Es gelingt ihm, „das Reich“ in vielen kleinen Schritten nach Osten zu erweitern (Reunionspolitik).
Die spanischen Hauptlande gehen 1713 an ein Mitglied des französischen Königshauses,
4/2 (Kap.12). Die Stellung des Königs gegenüber dem Adel wird gestärkt. Lebensart und
Sprache am französischen Hof werden in Europa zum Vorbild und Maßstab.
Vz 2 [dicht auf den Fersen sein Widersacher] „Sein“, d.h. Frankreichs „Widersacher“ ist das
damals aufstrebende Großbritannien. Wie Frankreich baut es sein Kolonialreich in Nordamerika
aus. Seit 1689 ist es als stabile konstitutionelle Monarchie verfasst, 2/68, 4/96 (Kap.9).
Im Pfälzer Erbfolgekrieg 1689-97 und im Krieg um die spanische Erbfolge 1701-1713 (Kap.12)

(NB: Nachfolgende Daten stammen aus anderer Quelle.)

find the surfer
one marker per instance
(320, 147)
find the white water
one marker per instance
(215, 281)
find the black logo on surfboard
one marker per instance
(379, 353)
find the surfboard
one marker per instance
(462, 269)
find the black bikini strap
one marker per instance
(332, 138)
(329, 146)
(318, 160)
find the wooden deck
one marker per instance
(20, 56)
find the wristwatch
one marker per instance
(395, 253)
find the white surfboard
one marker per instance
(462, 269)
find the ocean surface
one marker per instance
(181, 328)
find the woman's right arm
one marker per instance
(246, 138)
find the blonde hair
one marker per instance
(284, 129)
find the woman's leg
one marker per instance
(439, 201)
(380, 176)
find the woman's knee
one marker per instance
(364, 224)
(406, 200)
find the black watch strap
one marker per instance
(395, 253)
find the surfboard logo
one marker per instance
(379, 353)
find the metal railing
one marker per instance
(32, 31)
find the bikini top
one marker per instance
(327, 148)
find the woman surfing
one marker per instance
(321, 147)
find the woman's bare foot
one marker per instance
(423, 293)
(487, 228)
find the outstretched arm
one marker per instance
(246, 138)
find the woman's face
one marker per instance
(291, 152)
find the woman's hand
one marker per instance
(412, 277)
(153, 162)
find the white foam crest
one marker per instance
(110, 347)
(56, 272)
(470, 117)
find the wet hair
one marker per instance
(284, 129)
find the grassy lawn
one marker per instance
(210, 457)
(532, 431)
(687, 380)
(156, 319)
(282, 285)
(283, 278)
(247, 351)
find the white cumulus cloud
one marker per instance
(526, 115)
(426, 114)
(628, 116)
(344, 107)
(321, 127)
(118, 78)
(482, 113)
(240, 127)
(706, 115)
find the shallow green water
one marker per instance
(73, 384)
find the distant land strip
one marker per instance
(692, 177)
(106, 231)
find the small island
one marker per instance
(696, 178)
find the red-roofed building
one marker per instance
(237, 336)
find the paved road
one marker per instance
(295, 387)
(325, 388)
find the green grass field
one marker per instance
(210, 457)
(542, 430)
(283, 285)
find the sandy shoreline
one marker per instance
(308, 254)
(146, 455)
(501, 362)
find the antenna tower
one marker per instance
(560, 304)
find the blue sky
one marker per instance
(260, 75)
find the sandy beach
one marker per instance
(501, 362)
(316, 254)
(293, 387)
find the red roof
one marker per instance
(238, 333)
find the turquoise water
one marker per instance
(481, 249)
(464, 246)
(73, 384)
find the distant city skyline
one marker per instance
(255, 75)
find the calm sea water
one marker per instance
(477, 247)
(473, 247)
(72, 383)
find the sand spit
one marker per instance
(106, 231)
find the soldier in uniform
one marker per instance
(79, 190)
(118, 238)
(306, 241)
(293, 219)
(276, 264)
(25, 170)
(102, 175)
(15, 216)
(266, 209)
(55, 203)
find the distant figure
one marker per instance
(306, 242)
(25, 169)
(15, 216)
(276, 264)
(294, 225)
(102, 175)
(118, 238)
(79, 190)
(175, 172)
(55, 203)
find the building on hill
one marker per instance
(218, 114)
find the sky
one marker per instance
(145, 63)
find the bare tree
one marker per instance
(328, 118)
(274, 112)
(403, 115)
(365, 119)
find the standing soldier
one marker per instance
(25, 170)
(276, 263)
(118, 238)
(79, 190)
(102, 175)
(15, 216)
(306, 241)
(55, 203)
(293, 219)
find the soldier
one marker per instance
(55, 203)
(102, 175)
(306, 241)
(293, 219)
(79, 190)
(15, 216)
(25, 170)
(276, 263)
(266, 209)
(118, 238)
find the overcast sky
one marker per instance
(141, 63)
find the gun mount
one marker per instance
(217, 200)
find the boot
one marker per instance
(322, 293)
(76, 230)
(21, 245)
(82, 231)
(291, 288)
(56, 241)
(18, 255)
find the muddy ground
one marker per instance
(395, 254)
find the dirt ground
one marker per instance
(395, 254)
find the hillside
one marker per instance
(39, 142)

ist Großbritannien Kriegsgegner Frankreichs und bekämpft das französische Streben nach
Hegemonie wo immer möglich.
Vz 3 [Kindheit unterwirft Frankreich durch Tod] Als Ludwig XIV. im September 1715 stirbt,
ist der thronfolgeberechtigte Urenkel fünfeinhalb Jahre alt. Ein >Kind unterwirft Frankreich<.
Ludwig XV. regiert zunächst nicht selbst; bis zur Volljährigkeit übernimmt ein Regentschaftsrat
mit dem Herzog Philippe von Orléans an der Spitze die Regierungsaufgaben.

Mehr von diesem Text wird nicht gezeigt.